On Tuesday night I had a meeting with myself and was like: If the 2.20 units don’t work out for my eggs,1/2 a medium size sweet potato, and green beans with hot sauce, no big deal - that’s what a correction bolus is for. 
Things went well. 100 blood sugar two hours later with insulin onboard, a very small glass of cranberry apple juice and a 130 bg blood sugar before bed.  

Cut to Wednesday morning, a blood sugar of 120 and no middle of the night lows. 
I ROCK. 

Wednesday dinner blood sugar was 111 and I made a tuna salad loaded with raw veggies and served with gluten free crackers. 
1.75 units did the trick and again - a little freaked out by the small dinner bolus - but I went with it. 
Went to bed with a bg of 135 and woke up at 116. 
And as I was drinking my coffee I may have uttered: WHO’S YOUR F^CKING DADDY, DIABETES?!

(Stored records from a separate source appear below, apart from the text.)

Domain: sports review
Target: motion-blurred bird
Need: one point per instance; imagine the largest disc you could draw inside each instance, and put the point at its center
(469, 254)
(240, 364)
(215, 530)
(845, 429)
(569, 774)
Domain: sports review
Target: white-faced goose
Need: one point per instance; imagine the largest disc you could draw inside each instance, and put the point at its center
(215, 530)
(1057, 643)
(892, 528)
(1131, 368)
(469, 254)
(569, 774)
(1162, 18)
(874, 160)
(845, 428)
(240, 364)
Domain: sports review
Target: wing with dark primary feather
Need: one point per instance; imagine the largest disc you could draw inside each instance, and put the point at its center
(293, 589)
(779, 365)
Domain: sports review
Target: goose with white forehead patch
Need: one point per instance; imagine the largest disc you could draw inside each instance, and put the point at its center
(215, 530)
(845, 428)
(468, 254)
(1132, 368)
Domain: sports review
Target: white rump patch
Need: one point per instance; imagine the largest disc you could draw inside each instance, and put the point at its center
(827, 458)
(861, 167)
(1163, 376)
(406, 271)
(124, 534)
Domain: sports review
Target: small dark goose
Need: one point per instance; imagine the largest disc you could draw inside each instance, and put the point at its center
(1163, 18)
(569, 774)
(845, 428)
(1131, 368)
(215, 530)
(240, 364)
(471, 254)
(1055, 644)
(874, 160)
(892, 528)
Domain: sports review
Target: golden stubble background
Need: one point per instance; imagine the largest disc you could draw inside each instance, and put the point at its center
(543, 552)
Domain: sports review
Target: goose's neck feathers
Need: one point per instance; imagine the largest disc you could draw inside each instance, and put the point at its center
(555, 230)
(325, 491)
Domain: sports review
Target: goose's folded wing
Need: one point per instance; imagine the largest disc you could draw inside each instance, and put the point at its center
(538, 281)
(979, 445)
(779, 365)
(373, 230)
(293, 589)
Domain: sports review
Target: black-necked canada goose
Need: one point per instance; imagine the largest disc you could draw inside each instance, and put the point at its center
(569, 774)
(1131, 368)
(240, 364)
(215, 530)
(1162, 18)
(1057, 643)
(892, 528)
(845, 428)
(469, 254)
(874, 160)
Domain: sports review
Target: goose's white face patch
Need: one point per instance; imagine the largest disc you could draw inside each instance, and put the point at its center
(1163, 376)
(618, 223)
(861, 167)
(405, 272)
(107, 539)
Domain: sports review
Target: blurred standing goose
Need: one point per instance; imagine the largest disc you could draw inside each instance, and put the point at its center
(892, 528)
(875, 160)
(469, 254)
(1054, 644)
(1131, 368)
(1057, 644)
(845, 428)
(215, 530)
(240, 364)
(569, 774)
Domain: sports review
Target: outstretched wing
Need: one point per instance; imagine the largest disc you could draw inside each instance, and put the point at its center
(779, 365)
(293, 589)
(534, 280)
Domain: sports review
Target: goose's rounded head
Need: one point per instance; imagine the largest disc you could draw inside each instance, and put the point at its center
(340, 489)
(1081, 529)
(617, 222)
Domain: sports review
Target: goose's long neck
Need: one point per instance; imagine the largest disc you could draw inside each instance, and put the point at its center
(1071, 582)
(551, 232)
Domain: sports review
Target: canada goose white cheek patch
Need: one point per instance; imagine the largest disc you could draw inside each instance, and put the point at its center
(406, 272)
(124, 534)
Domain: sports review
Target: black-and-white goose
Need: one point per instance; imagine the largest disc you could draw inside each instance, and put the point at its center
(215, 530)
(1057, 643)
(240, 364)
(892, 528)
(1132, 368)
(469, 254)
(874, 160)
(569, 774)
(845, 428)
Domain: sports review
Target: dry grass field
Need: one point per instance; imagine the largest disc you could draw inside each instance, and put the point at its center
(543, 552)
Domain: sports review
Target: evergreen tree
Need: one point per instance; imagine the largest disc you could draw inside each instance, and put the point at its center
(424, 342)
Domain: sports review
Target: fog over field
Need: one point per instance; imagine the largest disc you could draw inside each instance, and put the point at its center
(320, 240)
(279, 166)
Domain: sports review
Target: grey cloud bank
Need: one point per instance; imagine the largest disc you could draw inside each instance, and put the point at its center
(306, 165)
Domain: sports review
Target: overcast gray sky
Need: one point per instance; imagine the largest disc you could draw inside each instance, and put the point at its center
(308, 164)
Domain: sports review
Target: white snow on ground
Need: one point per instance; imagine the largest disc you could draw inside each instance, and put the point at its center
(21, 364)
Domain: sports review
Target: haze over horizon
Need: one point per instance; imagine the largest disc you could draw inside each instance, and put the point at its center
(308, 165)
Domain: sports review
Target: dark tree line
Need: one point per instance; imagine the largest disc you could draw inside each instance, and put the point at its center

Pickings are officially slim in my fridge, and last night's dinner was a repeat performance. 
Eggs over medium, the other half of baked sweet potato, and the last of the green beans. 
2.75 units to cover my meal and 153 bg - all seemed right with my world. 
178 bedtime bg. 
hmmmmmm and interesting. I chalked it off as being tired - considered a full correction dose - but only gave 0.90 unit instead of the 1.50 correction because I was going to bed and I was worried going low. 
Sidebar: I don’t wear a Dex. I need to be careful with bedtime corrections  because nighttime is the right time for my blood sugar to drop.

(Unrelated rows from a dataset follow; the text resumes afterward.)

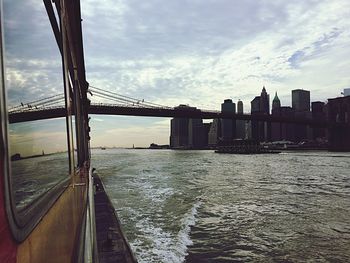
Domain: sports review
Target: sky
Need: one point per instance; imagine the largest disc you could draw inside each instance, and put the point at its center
(184, 52)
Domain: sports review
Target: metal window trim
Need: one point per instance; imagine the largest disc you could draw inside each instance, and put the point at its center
(22, 222)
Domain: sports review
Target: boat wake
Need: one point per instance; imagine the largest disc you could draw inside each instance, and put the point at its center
(156, 244)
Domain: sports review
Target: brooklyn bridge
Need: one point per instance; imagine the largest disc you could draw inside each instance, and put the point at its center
(53, 107)
(117, 104)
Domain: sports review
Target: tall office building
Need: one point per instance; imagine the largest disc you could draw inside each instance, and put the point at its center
(180, 132)
(196, 134)
(264, 130)
(283, 131)
(301, 100)
(254, 125)
(214, 133)
(264, 102)
(228, 126)
(318, 109)
(301, 106)
(240, 124)
(276, 103)
(339, 112)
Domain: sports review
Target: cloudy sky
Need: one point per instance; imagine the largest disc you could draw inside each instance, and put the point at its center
(194, 52)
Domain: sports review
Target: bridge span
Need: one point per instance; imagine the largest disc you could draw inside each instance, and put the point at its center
(105, 109)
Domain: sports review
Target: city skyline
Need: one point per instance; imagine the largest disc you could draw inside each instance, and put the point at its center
(186, 52)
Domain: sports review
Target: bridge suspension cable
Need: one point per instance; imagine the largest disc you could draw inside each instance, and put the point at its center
(41, 103)
(126, 99)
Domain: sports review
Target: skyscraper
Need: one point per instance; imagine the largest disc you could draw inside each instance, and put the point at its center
(240, 124)
(214, 133)
(276, 102)
(301, 100)
(264, 101)
(301, 106)
(228, 127)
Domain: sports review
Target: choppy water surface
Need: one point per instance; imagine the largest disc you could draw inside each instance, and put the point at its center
(198, 206)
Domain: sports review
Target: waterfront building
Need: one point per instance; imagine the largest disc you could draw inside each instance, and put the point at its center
(283, 131)
(206, 127)
(276, 126)
(228, 126)
(318, 109)
(276, 103)
(264, 102)
(254, 125)
(196, 139)
(261, 131)
(214, 133)
(240, 124)
(301, 100)
(179, 137)
(339, 112)
(301, 106)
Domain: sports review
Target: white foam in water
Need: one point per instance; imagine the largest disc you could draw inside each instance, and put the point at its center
(164, 246)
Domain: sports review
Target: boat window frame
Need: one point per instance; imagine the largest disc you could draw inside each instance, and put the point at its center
(23, 221)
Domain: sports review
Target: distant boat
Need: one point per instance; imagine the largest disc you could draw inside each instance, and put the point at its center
(243, 147)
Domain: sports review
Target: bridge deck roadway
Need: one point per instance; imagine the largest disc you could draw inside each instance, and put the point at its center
(163, 112)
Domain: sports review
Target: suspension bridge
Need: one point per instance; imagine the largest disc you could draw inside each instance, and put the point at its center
(112, 103)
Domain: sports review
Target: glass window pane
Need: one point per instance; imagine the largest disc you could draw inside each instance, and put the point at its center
(38, 148)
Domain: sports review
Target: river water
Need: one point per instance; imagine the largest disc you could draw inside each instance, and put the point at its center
(198, 206)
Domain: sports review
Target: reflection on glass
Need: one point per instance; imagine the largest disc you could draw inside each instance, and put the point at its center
(38, 148)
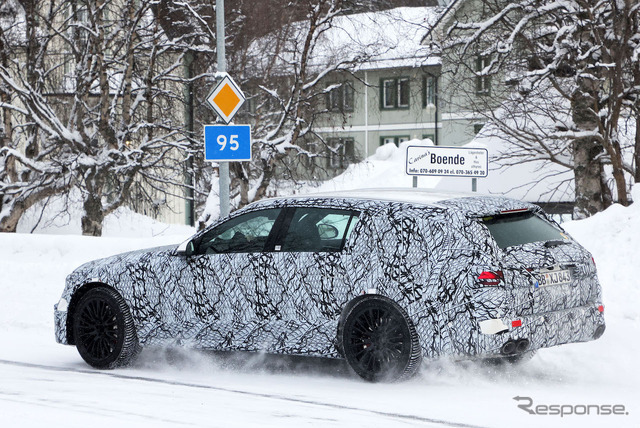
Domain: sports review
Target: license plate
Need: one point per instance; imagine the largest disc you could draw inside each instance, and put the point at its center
(554, 277)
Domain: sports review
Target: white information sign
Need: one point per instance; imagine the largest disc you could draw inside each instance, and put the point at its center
(447, 161)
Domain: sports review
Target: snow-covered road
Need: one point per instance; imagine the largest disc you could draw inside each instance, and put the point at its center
(44, 384)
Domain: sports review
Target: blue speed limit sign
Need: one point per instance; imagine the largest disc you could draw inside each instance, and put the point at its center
(227, 143)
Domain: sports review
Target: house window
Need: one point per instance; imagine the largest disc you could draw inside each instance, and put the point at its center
(340, 98)
(341, 152)
(483, 81)
(429, 85)
(394, 140)
(395, 93)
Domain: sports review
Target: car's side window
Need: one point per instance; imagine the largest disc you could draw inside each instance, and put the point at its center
(318, 229)
(247, 233)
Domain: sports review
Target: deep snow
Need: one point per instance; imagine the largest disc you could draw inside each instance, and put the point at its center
(208, 390)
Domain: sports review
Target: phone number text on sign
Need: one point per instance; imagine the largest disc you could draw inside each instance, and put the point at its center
(447, 161)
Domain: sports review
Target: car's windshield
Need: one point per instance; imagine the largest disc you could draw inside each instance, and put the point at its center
(522, 228)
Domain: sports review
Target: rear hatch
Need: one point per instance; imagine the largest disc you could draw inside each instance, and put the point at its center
(543, 266)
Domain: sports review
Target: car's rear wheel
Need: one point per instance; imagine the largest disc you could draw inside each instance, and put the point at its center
(103, 329)
(379, 340)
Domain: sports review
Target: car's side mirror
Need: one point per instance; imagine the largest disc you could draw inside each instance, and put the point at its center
(187, 248)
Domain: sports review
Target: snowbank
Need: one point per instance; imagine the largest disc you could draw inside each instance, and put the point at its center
(33, 268)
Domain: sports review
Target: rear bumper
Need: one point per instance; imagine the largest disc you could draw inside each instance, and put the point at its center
(547, 329)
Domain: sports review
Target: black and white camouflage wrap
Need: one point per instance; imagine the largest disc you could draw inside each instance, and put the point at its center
(426, 257)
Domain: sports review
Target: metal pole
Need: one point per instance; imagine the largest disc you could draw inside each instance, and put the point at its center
(223, 169)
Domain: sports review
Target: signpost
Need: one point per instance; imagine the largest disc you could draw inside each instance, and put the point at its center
(226, 99)
(225, 143)
(228, 143)
(448, 161)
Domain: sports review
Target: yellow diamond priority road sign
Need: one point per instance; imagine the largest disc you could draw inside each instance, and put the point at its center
(226, 99)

Blood sugar this morning: 297

Clearly - diabetes was sending me a message and that message was: WHO’S THE F^CKING DADDY NOW, KELLY!!? 
And sometimes diabetes likes to f^ck with me.... because it can. 
Also, I should have known something was up when I woke up at 4:30 to go to pee and then couldn’t go back to bed.

This morning required a 6.25 correction bolus in the form of a shot and including insulin to cover the carbs for copious amounts of coffee. Then like we all do every damn day when it comes to living with our diabetes, I forged ahead. 

By lunchtime my blood sugar was 159. 
Current blood sugar: 131 as of 1 minute ago.

Takeaways
I was once again reminded diabetes is never the same disease two days in a row - and will prove that too you - and just when you think you’ve figured it out.


Diabetes can do whatever it wants - so can I. And want I want to do is to continue trying and fine tuning when it comes to managing my diabetes. 

And I’m going to take it one day... one carb... and one number at a time. 

1 comment:

Rick Phillips said...

When I see such small amount son my pump I am like no damn way. Yet when I go low I am like no damn way. then I stop counting go back to my old habits and think, oh yeah look I am still low. Damn it.